Hayat dışarıda… Doğada, börtü böcekte. Hayat evde… Yemek sofrasında, sohbet masasında. Hayat dünyada… Acı ve gerçek olanda.
Hayat sanal değil, sahte değil. Tüm gerçekliğiyle karşında. Sadece bakman ve görmen gerekiyor aslında.
Kazanamadığın bir sınavda, lapa olan bir pilavda,Yıkılan bir binada, belki de hasta yatağında…
Alamadığın bir terfide, Gerçekleştiremediğin bir hayalde, Kuramadığın bir düşte, Yapamadığın bir iş’te, Hak etmediğin bir kötekte belki de…
Hayat her şeye rağmen ve her yerde.
Aldığın bir hediyede,Kundakta bir bebekte,Aşık bir eşte,Kıvamında bir kahvede,Belki de sevdiğin bir iş’te…
Eş’te, dost’ta, sırdaş’ta, kardeş’te, anne’de, ekmek’te, yemek’te, hoş sohbet’te, hayırlı kısmet’te, meyve dolu sepet’te, fırfırlı bir etek’te…
Çıtırdayan soba’da,Ilık rüzgarlı havada,Köz tutan bir mangal’da,Balık kokan tavada,Tavlada yenilen baba’da,Ailecek dizi izlenen oda’da…
Orda, burda, tam da o an’da… Hayat o an’da, tam da şu anda.
Hayat sanal değil, sahte değil.

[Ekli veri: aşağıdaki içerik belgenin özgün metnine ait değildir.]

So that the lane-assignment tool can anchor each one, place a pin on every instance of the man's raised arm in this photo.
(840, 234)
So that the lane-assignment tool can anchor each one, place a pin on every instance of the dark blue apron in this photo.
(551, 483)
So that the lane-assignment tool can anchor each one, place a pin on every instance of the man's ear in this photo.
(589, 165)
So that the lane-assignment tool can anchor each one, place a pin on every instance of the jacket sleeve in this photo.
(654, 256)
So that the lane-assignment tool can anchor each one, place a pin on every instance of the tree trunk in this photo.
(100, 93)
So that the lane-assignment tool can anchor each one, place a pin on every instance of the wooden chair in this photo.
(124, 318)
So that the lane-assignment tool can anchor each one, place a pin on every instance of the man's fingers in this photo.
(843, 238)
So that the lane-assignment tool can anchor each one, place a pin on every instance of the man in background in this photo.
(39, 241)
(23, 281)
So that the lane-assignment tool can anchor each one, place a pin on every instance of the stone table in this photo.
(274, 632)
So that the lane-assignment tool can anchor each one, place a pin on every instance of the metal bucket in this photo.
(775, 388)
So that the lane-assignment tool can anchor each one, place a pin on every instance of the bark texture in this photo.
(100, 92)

Tüm gerçekliğiyle karşında.Sadece anlaman gerekiyor aslında.
Hayat sevdiğin, özlediğin, değer verdiğin, hayal ettiğin, elde ettiğin, niyet ettiğin ya da kaybettiğin, elde edemediğin, beklediğin, endişe ettiğin, erişemediğin her yerde!
Şimdi bu sanal dünyadan çık, kendi hayatını bul ve onu yaşa.Onunla yaşa. Doyasıya yaşa…Kaldır kafanı da bak etrafa.Sarıl hala hayattayken annene, babana.Onlarla yaşa. Doyasıya yaşa…Çık doğaya ve at kendini yeşil’in kollarına.Börtü böcekle, çiçekle kuşla, dost ol her bir canlıyla.Onlarla yaşa. Doyasıya yaşa…
Hayat sanal değil, sahte değil. Tüm gerçekliğiyle karşında. Sadece istemen gerekiyor aslında.
Hayat önemsediğin kadar ciddi değil ya da umarsızca tükettiğin kadar sonsuz değil.Onu burada harcama. Sanal olan hiçbir şeyde ya da hiçbir yerde arama. An’ı yaşa, anılarla yaşa ama hatıralara takılı kalma.
Çünkü hatıralar geçmişe, anılar geçen’e dairdir.
Hatıralar ölümlü, anılar ölümsüzdür.
Anılarını hep hatırla, hatıralarını her daim anma.
Fakat güzel hatıralarını da yok sayma.
Yaşayan her an’ı değerlendir. Yaşayan her yakınını hatırla ve sevindir.
Herkesin hatıraları vardır.Bazılarının ‘hatır alanlar’ı.Bunlar ‘hatır soranlar’ın yakın arkadaşıdırlar.Bir de ‘hatır, gönül kıranlar’ vardır, hiçe sayar geçen zamanları.Sen, boşver onları…
Sözlerini klavye ile değil, ruhunla yaz.Hayata bir iz bırak.
Şimdi bu sanal dünyadan çık, aynanın karşısına geç ve kendine bir bak. Göreceksin ki; henüz geç değil ve sen de ‘sanal’ değilsin. E, salak da değilsin?! O halde git ve hayatını yaşa.
Bak ben
Hayatımı yaşıyorum!..
Sanki ben
Hayatı mı yaşıyorum?..
Bilmiyorum…
Dün’e değil, Bugün’e uyan! Çünkü geçmişe uyan, geleceğe uymaz…
Hadi git, bak keyfine.
Buraları da merak etme, e illaki birileri kalmalı geride.